Es más, citó textualmente las palabras con las que Pablo VI instituyó el sínodo de los obispos, hace 49 años: "Después de haber observado atentamente los signos de los tiempos, nos esforzamos por adaptar los métodos de apostolado a las múltiples necesidades de nuestro tiempo y a las nuevas condiciones de la sociedad".

"Contemplando a este gran papa, a este cristiano comprometido, a este apóstol incansable, ante Dios hoy no podemos más que decir una palabra tan sencilla como sincera e importante: gracias.

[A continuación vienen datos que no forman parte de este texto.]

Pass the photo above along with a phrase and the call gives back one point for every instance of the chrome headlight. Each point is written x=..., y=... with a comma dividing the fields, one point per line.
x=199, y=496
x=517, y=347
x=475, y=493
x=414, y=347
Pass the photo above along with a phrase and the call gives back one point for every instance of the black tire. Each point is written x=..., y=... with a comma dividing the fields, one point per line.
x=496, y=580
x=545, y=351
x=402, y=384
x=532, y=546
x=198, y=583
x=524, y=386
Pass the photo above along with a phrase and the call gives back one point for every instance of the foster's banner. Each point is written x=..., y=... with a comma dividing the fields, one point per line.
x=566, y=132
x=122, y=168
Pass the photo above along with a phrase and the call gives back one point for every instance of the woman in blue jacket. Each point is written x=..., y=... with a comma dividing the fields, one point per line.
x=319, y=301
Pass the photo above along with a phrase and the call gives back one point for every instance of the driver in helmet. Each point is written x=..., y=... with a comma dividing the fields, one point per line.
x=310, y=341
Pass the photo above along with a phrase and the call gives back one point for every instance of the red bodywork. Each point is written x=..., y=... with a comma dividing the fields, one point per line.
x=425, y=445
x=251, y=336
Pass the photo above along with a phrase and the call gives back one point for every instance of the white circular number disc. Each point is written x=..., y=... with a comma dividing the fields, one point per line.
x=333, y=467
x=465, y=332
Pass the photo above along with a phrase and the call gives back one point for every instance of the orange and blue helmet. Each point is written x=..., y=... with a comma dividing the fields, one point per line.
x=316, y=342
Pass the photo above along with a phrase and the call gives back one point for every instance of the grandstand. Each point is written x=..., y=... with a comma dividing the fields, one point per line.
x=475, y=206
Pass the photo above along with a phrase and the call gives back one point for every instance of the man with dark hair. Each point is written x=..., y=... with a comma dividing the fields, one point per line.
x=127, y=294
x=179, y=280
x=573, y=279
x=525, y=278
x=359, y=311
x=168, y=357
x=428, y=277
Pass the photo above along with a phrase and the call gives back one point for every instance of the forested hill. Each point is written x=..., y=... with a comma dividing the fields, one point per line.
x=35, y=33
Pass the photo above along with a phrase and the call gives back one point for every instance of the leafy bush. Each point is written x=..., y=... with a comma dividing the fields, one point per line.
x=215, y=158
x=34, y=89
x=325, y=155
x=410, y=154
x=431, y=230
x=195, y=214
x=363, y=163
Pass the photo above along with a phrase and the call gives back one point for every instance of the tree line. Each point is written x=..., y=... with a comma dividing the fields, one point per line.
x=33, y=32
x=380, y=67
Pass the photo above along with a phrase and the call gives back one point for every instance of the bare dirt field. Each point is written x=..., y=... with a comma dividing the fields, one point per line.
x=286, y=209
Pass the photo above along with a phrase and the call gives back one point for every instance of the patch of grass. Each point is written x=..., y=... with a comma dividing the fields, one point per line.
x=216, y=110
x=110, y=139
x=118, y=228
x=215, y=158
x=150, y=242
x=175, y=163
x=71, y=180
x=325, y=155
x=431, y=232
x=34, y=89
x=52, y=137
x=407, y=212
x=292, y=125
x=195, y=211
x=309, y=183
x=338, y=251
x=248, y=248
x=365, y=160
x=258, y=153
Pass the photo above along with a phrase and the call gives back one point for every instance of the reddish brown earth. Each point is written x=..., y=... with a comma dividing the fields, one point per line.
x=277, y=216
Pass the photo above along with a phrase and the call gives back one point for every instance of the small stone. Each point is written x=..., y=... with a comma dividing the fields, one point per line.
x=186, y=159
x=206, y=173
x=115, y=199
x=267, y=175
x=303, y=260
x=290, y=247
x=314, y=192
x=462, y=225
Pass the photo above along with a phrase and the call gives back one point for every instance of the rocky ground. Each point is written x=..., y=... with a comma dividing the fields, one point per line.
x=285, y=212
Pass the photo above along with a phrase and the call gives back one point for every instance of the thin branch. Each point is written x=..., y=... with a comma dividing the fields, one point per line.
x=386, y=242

Gracias a nuestro querido y amado papa Pablo VI. Gracias por tu humilde y profético testimonio de amor a Cristo y a su Iglesia", dijo, provocando aplausos entre la multitud.

Francisco también destacó que "es en la humildad que resplandece la grandeza del beato Pablo VI que, en el momento en que estaba surgiendo una sociedad secularizada y hostil, supo conducir con sabiduría y con visión de futuro -y quizás en solitario- el timón de la barca de Pedro sin perder nunca la alegría y la fe en el Señor".

"Pablo VI supo de verdad dar a Dios lo que es de Dios dedicando toda su vida a la «sagrada, solemne y grave tarea de continuar en el tiempo y extender en la tierra la misión de Cristo», amando a la Iglesia y guiando a la Iglesia para que sea «al mismo tiempo madre amorosa de todos los hombres y dispensadora de salvación»", concluyó.

En una jornada de sol y clima casi veraniego, concelebraron la misa de clausura del sínodo cardenales, patriarcas, arzobispos, obispos y presbíteros miembros del sínodo. Como ya había ocurrido el 27 de abril pasado, durante la doble canonización de Juan Pablo II y Juan XXIII, asistió a la ceremonia Benedicto XVI, papa emérito, que fue designado cardenal por Pablo VI.

Un fuerte aplauso estalló en la Plaza San Pedro cuando las pantallas gigantes mostraron a Francisco saludando a su predecesor, sonriente, al principio y al final de la ceremonia.

Fiel a su estilo, Jorge Bergoglio saludó a los padres sinodales presentes. Y luego, a una multitud colorida y festiva, formada por gente de todo el mundo.

Una fallida operación

Algunos cardenales opuestos a eventuales aperturas a homosexuales y divorciados vueltos a casar habrían tratado de involucrar a Benedicto XVI, papa emérito, en una operación contra Francisco que, sin embargo, habría fracasado, según escribió ayer La Repubblica.

Los opositores querían que Joseph Ratzinger se pusiera de su lado antes de que comenzara el sínodo. Pero, fiel a su sucesor, éste se habría negado. "Yo no soy el Papa, no se dirijan a mí para esas cosas", les habría dicho a los opositores Benedicto XVI, que también le habría enviado una carta a Francisco para contarle lo sucedido.